Clark began to write lyrics about his view of English cities, their streets and their weather as the tour progressed. Crosby added in the line, “Rain grey town, known for its sound”, in reference to London’s music scene. The piece was most likely a collaborative effort between the two of them and McGuinn, who developed its melodic structure on the basis of Clark’s lyrics.
In another nod to British music, the original lyric “Six miles high” was altered to “Eight miles high” as a tribute to The Beatles’ US number one single ‘Eight Days a Week’. Ironically, that’s another song written about touring.
Even more ironically, Clark, The Byrds member responsible for most of the lyrics for ‘Eight Miles High’, left the band the same month it was released as a single. His main reason? A chronic fear of flying that put him off touring. Clearly, the lyrics meant more to him than throwaway verses about a foreign tour. In the first place, their subject matter had been inspired by Clark’s phobia.

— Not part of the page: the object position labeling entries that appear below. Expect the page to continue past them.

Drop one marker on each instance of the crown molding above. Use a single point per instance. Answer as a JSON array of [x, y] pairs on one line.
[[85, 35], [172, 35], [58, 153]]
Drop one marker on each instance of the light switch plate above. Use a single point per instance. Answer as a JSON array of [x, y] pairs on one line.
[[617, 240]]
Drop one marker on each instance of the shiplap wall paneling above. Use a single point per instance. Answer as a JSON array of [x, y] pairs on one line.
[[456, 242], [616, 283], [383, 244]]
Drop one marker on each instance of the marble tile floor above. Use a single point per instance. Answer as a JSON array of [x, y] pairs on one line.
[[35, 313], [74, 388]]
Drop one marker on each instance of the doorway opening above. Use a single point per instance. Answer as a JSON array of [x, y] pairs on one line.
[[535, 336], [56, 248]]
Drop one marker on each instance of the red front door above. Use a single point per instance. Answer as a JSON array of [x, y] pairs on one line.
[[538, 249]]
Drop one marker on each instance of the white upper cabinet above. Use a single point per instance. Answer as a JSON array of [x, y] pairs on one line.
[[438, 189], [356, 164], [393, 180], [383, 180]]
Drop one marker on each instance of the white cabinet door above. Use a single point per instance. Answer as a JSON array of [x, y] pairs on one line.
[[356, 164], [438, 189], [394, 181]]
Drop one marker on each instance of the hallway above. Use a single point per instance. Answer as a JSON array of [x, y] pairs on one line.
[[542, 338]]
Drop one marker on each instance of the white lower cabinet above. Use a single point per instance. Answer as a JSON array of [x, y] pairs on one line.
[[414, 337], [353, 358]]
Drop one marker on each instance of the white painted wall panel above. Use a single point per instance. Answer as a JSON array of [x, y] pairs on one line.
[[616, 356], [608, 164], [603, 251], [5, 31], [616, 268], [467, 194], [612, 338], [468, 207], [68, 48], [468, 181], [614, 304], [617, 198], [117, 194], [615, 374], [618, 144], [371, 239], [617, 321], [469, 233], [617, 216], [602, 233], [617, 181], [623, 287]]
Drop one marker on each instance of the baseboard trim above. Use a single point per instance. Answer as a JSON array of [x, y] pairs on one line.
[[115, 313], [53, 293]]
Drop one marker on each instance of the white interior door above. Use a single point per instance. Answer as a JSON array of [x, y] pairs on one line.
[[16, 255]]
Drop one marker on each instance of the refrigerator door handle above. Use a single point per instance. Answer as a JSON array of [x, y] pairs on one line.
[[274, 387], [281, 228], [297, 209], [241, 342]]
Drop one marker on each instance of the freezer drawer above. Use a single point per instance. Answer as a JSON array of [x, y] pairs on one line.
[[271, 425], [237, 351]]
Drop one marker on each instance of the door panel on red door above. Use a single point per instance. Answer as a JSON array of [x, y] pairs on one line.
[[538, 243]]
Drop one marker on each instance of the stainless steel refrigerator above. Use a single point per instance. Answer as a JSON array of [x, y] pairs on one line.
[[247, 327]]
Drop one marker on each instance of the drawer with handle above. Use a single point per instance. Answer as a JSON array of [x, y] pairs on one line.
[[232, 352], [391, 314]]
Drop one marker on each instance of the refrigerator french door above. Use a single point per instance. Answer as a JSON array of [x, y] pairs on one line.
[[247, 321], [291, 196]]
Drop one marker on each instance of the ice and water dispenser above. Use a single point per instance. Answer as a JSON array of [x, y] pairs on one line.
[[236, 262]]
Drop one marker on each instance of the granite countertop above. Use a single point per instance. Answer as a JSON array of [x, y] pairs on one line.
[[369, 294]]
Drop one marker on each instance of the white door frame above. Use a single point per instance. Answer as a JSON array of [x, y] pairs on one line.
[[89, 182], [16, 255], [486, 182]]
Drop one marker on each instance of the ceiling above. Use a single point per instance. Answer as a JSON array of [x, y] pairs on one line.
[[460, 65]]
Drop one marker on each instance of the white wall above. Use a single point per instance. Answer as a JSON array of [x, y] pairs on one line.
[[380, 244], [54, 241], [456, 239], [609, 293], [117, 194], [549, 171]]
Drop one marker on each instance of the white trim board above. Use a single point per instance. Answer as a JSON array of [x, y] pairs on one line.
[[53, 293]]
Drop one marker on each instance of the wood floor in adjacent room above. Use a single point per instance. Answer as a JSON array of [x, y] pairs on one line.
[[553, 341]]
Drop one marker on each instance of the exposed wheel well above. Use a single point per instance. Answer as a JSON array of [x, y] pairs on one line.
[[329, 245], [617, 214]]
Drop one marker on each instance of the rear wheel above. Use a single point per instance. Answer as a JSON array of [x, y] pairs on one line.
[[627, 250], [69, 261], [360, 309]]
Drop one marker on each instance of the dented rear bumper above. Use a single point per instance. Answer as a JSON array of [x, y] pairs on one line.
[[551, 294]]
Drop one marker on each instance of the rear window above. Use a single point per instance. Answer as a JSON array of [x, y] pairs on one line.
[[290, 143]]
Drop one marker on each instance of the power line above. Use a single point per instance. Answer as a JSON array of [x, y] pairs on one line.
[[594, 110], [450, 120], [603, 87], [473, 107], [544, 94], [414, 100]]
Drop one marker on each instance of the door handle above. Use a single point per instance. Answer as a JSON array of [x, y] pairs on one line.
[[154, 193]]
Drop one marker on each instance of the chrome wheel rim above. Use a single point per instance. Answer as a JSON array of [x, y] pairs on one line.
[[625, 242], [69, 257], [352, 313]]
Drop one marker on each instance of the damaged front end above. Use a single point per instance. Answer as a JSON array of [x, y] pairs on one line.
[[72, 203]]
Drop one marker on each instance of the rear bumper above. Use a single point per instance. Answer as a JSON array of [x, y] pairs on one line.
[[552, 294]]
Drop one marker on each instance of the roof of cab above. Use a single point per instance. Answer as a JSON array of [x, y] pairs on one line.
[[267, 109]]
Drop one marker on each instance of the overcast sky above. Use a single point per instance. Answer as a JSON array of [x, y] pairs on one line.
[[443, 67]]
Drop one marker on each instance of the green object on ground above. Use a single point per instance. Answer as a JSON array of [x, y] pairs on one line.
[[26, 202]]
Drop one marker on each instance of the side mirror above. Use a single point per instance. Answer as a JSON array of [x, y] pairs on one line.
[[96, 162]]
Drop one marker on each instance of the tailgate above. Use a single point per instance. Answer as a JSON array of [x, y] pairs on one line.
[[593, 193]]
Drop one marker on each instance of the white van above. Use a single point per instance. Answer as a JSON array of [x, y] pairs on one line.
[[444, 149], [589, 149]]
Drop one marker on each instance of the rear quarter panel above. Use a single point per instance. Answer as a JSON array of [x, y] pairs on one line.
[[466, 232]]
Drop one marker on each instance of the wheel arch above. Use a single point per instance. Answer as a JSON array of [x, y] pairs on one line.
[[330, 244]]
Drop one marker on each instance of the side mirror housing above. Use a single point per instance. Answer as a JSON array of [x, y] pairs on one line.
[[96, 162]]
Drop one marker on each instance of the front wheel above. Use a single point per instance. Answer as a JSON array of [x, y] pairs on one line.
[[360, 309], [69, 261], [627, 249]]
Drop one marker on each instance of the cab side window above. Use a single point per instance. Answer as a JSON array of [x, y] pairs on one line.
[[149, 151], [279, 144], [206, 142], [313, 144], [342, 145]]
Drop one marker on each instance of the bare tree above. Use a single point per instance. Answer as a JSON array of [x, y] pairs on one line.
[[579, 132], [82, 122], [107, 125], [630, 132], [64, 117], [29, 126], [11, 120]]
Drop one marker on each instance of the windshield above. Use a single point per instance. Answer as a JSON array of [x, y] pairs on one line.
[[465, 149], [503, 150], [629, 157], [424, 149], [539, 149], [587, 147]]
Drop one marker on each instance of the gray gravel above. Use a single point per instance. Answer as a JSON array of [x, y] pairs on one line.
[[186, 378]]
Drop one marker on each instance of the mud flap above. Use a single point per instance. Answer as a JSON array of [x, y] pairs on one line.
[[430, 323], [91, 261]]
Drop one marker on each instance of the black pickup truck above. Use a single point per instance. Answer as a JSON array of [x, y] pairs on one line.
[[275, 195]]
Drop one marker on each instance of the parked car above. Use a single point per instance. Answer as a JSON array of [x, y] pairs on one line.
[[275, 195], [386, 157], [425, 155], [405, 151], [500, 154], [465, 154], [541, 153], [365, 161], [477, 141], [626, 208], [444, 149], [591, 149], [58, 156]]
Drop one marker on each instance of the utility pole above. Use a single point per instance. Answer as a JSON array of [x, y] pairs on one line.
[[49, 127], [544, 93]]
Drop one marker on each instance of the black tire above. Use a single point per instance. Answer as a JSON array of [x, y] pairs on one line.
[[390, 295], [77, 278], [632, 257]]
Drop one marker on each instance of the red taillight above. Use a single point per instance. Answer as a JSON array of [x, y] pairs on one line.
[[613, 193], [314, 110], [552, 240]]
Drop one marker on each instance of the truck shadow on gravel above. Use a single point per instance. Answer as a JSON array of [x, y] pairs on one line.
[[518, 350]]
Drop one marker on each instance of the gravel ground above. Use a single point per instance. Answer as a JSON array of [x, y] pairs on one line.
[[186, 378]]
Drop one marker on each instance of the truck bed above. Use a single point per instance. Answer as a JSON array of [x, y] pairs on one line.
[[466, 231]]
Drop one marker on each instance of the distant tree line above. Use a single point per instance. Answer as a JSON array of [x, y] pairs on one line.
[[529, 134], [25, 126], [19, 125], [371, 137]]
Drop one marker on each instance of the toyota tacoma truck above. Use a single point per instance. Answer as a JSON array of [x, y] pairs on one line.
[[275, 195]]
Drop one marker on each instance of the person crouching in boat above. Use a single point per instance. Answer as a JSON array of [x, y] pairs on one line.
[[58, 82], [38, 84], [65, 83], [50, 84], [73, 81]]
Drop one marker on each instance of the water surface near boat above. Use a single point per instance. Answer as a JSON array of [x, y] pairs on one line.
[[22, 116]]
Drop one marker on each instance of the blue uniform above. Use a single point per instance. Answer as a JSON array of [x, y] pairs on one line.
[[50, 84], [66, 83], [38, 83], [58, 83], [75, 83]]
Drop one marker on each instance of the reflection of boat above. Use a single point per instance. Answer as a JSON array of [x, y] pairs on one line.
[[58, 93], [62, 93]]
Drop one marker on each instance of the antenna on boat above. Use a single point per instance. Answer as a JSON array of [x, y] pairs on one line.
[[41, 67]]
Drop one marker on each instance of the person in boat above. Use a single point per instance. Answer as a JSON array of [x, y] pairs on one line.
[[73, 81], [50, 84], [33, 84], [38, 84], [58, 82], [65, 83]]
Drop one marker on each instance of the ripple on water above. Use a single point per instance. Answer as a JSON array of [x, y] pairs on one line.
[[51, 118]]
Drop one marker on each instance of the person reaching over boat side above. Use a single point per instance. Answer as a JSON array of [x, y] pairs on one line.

Another reason for Clark’s cold feet about touring again with the band was their overall bad experience on that first UK tour. Their performances received negative reviews, while pre-existing English band The Birds took legal action against their name.
One couplet of the song’s lyrics alludes to these misfortunes, going beyond mere weather descriptions and reverence for the British invasion. Although it might sound like just another complaint about Britain’s drab climate, “Nowhere is there warmth to be found” is actually a complaint about the cold reception the band received from the UK press. And “those afraid of losing their ground” are clearly supposed to be members of The Birds, who felt threatened enough by the arrival of their US counterparts to sue them.
And so, while not quite scientifically correct, ‘Eight Miles High’ was written as a transparent and unambiguous reference to the terrifying height at which a commercial aircraft flies. No allusion to drugs if you ask The Byrds. “It wasn’t really about that,” McGuinn has explained. It really is just about flying, then. Plane and simple.